Remember the heady time of the anthrax case, when the Post devoted 32 chapters to the riveting drama of airborne spores invading big-time news networks, District postal workers, and one “person of interest” who turned out all innocent?
OK. Maybe not. Nearly seven years old, the anthrax case had the misfortune of terrorizing citizens between 9/11 and the Sniper. The case consumed very few other than the more intense strains of the scientific community, the creators of www.anthraxinvestigation.com and the friends and relatives of the wronged “person of interest” Steven Hatfill.

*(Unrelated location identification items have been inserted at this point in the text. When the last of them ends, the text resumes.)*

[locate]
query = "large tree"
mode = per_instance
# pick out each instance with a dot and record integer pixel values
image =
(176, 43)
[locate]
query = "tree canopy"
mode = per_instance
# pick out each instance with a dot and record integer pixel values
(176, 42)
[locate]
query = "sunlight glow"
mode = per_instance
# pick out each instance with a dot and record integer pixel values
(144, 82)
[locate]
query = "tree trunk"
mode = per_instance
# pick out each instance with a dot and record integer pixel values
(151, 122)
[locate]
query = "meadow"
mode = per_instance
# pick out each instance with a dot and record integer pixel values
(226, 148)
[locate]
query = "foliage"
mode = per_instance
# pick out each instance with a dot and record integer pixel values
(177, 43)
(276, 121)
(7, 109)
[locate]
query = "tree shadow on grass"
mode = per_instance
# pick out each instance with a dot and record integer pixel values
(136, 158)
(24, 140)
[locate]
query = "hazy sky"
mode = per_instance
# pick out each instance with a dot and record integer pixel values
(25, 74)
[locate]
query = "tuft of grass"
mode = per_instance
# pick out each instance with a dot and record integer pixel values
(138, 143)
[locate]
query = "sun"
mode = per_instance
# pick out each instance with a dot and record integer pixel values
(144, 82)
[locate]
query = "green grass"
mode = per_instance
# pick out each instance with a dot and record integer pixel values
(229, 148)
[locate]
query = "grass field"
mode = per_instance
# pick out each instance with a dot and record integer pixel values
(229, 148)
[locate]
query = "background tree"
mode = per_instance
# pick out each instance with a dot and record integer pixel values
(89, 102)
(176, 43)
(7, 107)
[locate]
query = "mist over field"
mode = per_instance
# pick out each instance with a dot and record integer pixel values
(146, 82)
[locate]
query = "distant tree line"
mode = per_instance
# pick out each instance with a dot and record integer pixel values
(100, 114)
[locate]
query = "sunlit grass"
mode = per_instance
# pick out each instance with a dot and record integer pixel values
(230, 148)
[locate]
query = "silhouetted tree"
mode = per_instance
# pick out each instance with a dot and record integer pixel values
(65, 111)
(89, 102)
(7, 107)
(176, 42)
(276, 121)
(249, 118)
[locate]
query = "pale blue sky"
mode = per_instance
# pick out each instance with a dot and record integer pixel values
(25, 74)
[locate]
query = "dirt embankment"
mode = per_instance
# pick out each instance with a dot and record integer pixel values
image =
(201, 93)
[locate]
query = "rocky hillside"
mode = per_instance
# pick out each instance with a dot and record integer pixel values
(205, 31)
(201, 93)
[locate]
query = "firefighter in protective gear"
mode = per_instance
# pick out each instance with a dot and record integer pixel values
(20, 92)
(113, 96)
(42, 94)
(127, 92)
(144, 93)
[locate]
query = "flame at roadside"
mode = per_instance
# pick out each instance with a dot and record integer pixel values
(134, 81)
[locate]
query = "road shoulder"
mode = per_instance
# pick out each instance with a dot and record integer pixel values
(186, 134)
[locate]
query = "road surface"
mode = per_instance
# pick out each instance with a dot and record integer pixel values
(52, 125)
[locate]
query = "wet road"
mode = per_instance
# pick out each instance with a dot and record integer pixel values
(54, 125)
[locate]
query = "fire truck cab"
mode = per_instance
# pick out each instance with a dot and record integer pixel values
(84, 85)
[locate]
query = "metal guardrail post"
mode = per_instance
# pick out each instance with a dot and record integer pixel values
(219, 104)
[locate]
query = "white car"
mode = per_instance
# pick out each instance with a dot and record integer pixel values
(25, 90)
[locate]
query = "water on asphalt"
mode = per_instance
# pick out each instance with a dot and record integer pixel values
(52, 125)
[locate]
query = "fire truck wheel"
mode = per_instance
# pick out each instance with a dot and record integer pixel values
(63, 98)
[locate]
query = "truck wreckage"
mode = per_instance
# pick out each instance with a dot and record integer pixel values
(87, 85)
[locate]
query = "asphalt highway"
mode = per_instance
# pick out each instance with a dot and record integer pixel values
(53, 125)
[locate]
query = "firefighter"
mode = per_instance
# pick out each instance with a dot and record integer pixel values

So this morning it came as a shock that law enforcement were still on the case. I read the Post‘s lead:
A Maryland bioweapons expert, who prosecutors were on the verge of linking to 2001 anthrax attacks that killed five people and terrorized the country, has died — apparently by suicide, according to a report in the Los Angeles Times.
Wow. I thought: Hatfill killed himself. All the media ever talked about was Hatfill. He had been pursued and pursued. The FBI tailed him. I spent time as a passenger in his world, hanging out with him at his home and generally taking in the utter terror of being called “a person of interest.” You can read that story here. Hatfill would get his revenge—a $2.8 million settlement with the Department of Justice made formal a few weeks ago.
Now we have a new person of interest—a dead man named Bruce E. Ivins, 62. According to the Post story a grand jury had been interviewing his colleagues. The Post writes: “Investigators were tightlipped in part because the investigation is ongoing, and also because of their experience with another onetime suspect in the notorious case.”
The anthrax case is now more riveting than ever.